Exploring Gaussian processes for short-term forecasting in offshore energy systems

Abstract

Offshore renewable energy (ORE) systems are expected to play a pivotal role in addressing global climate challenges by harnessing renewable energy sources from the ocean. This study explores short-term forecasting (predicting a few seconds into the future), to enhance the performance and reliability of ORE. Forecasting wave excitation force and wave height is essential for the management of operations, ensuring efficient energy extraction and safeguarding against potential risks. Thus, in this study Gaussian processes (GPs) are studied as a powerful forecasting tool, utilising experimental data from both lab-scale WEC systems and real-world wave measurements. The presented study evaluates various GP kernel functions, such as Squared Exponential, Periodic, Matérn and Gaussian Mixture, under diverse sea state conditions and forecasting horizons, ranging from fractions of the typical sea state period to twice that period.

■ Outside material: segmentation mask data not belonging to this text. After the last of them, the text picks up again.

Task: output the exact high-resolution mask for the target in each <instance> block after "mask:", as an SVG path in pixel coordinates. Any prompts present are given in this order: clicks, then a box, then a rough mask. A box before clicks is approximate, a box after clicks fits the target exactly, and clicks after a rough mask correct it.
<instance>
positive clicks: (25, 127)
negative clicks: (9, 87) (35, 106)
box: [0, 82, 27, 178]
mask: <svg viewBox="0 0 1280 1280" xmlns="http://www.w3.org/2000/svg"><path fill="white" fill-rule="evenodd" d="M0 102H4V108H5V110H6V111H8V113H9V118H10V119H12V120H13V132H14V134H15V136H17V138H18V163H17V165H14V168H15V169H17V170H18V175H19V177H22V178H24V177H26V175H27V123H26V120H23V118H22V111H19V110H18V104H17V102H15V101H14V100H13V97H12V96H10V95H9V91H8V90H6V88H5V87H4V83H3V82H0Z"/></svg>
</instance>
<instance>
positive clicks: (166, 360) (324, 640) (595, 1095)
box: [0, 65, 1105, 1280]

Results demonstrate the higher predictive accuracy and reliability of GP compared to the more common autoregressive methods, highlighting its ability to effectively model complex data patterns and uncertainties inherent to offshore environments. This comprehensive analysis underscores the capability of GPs to enhance operational decision-making in offshore energy, contributing to improved performance, efficiency and safety of ORE technologies.